Democratic erosion has, if nothing else, certainly become a more prominent and well-known topic in the United States over the past six years. The extent to which events in the 2016 and 2020 elections, and in the presidencies of Donald Trump and Joe Biden, constitute democratic erosion are, to an extent, debatable, but the public’s heightened awareness of the issue is less so.
A particularly notable example of this can be found in the recent controversies surrounding the United States Postal Service and its role in the Covid-19 pandemic in general, and more specifically in the 2020 election. With the pandemic making mail-in voting more convenient for some and borderline necessary for others, the Postal Service, under the supervision of Louis DeJoy, took actions that were seen by many as counter-intuitive at best and anti-democratic at worst, such as removing mailboxes and decommissioning mail-sorting machines.
To what extent, however, are these measures indicative of democratic erosion — and would this answer change were these actions not taken in a pandemic? I argue that the measures, taken on their own, are not necessarily cause enough to ring alarms bells for democratic erosion, but are cause for concern taken with other actions, and that the pandemic plays a key role in determining the extent of the anti-democratic nature of the actions of the Postal Service.
Before diving more deeply into the specific actions of the Postal Service in 2020, it would be best to more thoroughly clarify what is meant by democratic erosion, and explore some of the various ways in which it can manifest. At its simplest, democratic erosion is a “decline in the quality of democracy”, according to Ellen Lust and David Waldner — at least, when it comes to states where democracy already exists in some capacity.
The true nature of democratic erosion, however, is often far more complex. It is dependent not only on how we choose to define democracy as a concept, but to what extent we view certain institutions as important to democracy. In other words, certain areas of democracy can degrade without democratic erosion necessarily occurring. What does democratic erosion look like, then — what forms does it take, how can we perceive it? This is not an easy question to answer, because there are multiple factors that feed into our understanding of democratic erosion — that being said, perhaps the most relevant to this particular case would be that of stealth authoritarianism.
What is stealth authoritarianism? It is, in a word, subtle. It is a form of authoritarianism that is less overt but no less anti-democratic than the authoritarianism we often picture when we hear the term. It is a subversion of democracy through means that are perfectly legal, operating in plain sight. This is important because it applies, at least on the surface level, to what Louis DeJoy and the Postal Service did in 2020. To elaborate further, let’s take a deeper look into the aforementioned actions, to see if and how they truly apply to stealth authoritarianism.
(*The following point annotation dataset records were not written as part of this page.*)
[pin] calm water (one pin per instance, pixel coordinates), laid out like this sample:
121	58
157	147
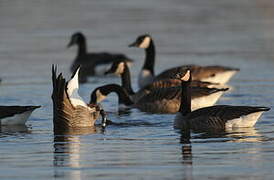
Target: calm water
34	34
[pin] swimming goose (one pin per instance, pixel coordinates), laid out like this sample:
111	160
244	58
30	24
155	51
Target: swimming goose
15	115
165	100
215	74
213	117
91	63
70	111
121	69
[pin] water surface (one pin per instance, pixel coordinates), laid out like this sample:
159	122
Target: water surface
34	34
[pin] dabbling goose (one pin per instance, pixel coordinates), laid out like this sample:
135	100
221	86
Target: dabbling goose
215	74
70	111
213	117
121	69
165	100
15	115
92	63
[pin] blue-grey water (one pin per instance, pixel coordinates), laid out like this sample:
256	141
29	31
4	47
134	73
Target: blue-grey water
34	35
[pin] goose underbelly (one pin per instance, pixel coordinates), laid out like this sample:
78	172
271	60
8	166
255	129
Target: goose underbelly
100	69
221	78
160	107
244	121
205	101
17	119
179	122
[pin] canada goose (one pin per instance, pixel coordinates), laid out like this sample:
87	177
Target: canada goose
215	74
91	63
121	69
165	100
15	115
70	111
213	117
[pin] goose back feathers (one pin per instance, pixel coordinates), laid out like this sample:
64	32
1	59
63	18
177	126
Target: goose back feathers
166	100
69	110
214	117
91	62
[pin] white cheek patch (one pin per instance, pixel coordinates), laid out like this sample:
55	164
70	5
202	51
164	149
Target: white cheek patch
186	76
146	42
101	69
120	68
145	78
244	121
221	78
72	90
100	97
18	119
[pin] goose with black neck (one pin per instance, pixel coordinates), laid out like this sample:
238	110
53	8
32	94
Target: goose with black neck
213	117
214	74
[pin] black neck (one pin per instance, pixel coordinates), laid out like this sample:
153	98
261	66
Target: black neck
123	97
150	58
185	106
82	47
126	82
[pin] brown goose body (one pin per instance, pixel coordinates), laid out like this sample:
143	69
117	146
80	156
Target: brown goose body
121	69
201	73
214	74
213	117
165	100
91	62
222	117
66	115
15	115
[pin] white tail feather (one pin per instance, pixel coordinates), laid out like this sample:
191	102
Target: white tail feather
72	90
DeJoy has been serving as postmaster general of the United States Postal service since June 2020, having been selected for the position by the USPS board of governors, themselves selected by then-president Donald Trump. He inherited a Postal Service that was already severely struggling with debt, due to the effects of the Postal Accountability and Enhancement Act (a controversial act that requires the postal service to prepay retiree health benefits 75 years in advance) as well as the recessions of 2007-8 and 2020. Upon becoming postmaster general, DeJoy put forth policies that called for the dismantling of mail-sorting machines and removal of mailboxes across the country. These policies had a near-immediate and negative impact on the speed of mail delivery, leading to economic and legal concerns and accusations of anti-democratic behavior. To be sure, the impact that DeJoy’s actions had were harmful — but to what extent do they constitute legitimate democratic backsliding? Analyzing them under the lens of stealth authoritarianism yields mixed results.
Part of what makes analyzing the Postal Service challenging is the difficulty in divorcing the impact of DeJoy’s actions from the circumstances that the Postal Service was already in. Having suffered economically for the last fifteen years, DeJoy’s actions, on paper, do make sense to a certain extent — they seem to be concerned, first and foremost, with removing economic pressures from the Postal Service. Additionally, his actions were not unprecedented — the removal of mail-sorting machines and mailboxes has happened somewhat routinely in the past. What sets DeJoy’s actions apart from routine, however, are their timing and their extensiveness.
Mailboxes and machines were removed at a time where they were needed more than ever due to the Covid-19 pandemic, and the extent to which they were removed was unprecedented to the point that the legality of their removal started to come into question. This is important, because it toes the line between stealth authoritarianism and outright authoritarianism — stealth being built, in part, on the idea of authoritarian actions that are, by themselves, perfectly legal. Another factor that confounds our ability to fully diagnose this case is the fact that DeJoy was not directly put in his position by Donald Trump. He was, in fairness, elected by a board of governors that were all selected by Trump, but Trump ultimately had no final say in their decision on who to elect, and therefore, we cannot view these actions as an extension of Donald Trump’s activities.
Are the actions of DeJoy troubling? Certainly. Do they contribute to the perception of democratic backsliding in the United States in the past five years? Arguably so. Are they, by themselves, an example of the phenomenon? No — there are simply too many confounding variables to make this argument.